Former Rehab boss Angela Kerins
Further to yesterday’s post on the award of 75% of costs to losing party Angela Kerins in her case against the Public Accounts Committee, Broadsheet commenter Harry Molloy asked me to come back to readers when the full written judgment had been published. It is now available here.
The justification for the award of costs is set out by the Court at paragraphs 26-33 and appears to be as follows:-
(i) The PAC has an important function. Questions concerning the proper discharge of its function and the conduct of its members and the legal safeguards (if any) available to witness who appear before it are matters of public importance, involving questions of freedom of speech in Parliament, the separation of powers and the extent to which the court may intervene in the affairs of the Legislature.
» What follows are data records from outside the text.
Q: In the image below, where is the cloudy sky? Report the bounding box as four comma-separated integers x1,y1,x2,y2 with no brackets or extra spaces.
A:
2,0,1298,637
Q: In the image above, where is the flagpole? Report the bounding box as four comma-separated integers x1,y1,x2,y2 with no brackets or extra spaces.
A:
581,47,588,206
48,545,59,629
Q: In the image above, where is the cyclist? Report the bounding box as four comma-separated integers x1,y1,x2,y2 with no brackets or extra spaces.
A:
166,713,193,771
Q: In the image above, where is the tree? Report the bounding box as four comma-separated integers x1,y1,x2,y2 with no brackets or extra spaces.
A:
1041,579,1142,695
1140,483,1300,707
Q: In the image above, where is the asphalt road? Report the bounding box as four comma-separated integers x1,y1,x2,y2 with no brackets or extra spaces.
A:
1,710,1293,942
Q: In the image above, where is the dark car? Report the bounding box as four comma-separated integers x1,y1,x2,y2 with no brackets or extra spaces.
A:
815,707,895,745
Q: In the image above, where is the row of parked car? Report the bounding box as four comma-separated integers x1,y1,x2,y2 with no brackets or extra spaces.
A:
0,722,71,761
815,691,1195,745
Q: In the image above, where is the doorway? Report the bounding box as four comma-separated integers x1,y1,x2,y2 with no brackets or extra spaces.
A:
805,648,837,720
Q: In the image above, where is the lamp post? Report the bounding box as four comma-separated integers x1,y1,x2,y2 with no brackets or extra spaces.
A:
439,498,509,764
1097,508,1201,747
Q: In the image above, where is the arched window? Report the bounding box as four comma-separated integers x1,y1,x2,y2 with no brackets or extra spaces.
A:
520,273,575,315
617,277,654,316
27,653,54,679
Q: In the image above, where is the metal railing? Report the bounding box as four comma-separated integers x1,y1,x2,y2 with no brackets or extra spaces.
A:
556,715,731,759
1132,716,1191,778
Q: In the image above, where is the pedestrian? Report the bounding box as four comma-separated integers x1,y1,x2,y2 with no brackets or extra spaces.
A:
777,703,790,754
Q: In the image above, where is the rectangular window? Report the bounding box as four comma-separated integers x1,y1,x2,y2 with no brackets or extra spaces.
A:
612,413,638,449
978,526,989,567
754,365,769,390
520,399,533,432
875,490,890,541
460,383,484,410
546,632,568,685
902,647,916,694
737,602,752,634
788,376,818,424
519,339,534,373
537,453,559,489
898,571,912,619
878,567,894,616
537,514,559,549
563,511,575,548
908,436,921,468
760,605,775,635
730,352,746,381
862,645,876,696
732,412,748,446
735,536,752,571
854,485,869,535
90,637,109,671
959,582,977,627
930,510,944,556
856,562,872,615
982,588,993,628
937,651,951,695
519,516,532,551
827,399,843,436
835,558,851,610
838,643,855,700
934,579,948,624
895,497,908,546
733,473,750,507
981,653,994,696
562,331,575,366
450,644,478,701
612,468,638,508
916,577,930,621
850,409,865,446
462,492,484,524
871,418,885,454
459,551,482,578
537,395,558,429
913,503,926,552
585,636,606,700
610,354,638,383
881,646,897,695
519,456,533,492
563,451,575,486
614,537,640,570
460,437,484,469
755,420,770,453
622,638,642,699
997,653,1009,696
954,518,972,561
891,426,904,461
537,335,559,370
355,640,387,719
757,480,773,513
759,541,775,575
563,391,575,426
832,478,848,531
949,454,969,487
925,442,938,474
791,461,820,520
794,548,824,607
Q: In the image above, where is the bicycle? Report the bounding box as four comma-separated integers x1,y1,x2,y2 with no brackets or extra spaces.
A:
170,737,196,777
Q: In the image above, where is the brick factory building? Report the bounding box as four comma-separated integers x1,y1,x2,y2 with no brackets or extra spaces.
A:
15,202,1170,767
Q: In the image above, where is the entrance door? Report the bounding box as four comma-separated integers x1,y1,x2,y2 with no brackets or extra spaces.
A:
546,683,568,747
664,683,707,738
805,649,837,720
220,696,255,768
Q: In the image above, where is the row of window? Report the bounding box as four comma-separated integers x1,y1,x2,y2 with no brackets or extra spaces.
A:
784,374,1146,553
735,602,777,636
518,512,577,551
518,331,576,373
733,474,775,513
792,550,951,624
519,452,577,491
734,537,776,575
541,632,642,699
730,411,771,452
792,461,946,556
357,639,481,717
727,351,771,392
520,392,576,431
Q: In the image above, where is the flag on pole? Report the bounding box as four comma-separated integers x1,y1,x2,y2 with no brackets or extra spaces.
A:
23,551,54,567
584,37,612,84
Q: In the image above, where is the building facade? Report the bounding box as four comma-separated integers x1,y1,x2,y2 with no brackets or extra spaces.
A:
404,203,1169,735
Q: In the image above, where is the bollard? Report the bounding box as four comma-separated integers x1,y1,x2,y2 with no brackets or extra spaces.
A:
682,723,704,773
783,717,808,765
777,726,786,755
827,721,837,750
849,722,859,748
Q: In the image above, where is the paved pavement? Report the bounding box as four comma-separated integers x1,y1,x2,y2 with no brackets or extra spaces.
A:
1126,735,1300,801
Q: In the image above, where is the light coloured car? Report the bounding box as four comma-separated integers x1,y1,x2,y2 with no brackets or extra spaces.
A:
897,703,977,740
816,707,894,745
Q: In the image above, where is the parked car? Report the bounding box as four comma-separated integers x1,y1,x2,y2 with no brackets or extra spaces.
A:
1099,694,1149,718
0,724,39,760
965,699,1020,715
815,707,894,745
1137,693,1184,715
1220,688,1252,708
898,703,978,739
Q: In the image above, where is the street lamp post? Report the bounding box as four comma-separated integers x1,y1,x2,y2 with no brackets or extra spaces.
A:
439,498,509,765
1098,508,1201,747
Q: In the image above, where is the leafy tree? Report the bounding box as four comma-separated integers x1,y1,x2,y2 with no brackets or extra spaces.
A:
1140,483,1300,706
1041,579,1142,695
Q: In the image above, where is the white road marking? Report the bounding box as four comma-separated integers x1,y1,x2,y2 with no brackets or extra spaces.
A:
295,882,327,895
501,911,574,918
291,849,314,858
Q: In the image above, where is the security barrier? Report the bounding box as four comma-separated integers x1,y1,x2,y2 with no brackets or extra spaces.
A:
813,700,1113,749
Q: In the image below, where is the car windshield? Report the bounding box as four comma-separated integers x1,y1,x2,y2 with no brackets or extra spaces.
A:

(ii) Ms Kerins attended before the PAC in a voluntary capacity and much of what was put to her and said about her was damaging to her reputation personally and professionally. By bringing her action, Ms Kerins cast a light on the position of persons who volunteer to appear before the PAC. The institution of proceedings on her part was a proportionate reaction on her part to what had occurred and as such and the fact that she had a personal interest in the outcome of the application should not preclude her obtaining her costs.
The implication from the ruling was that Ms Kerins had not been well treated by the PAC and therefore it was justifiable for her to seek to clarify the law in relation to the position of witnesses appearing before it.
There is also an implication that she performed a public service in alerting potential witnesses to the risks of appearing before the PAC.
Although within the (very wide) parameters of the discretion laid down by previous case law, the ruling does break new ground in that it sanctions an award of costs to an unsuccessful litigant with a personal interest in proceedings on a matter of public interest where that litigant acted proportionately in bringing the proceedings.
It will be interesting to see what implications this ruling will have for Denis O’Brien’s costs in his recent unsuccessful application for parliamentary privilege. Will the richest man in Ireland be entitled to his costs on a losing case on the basis that he acted ‘proportionately’?
And, more pressingly, what does proportionately even mean?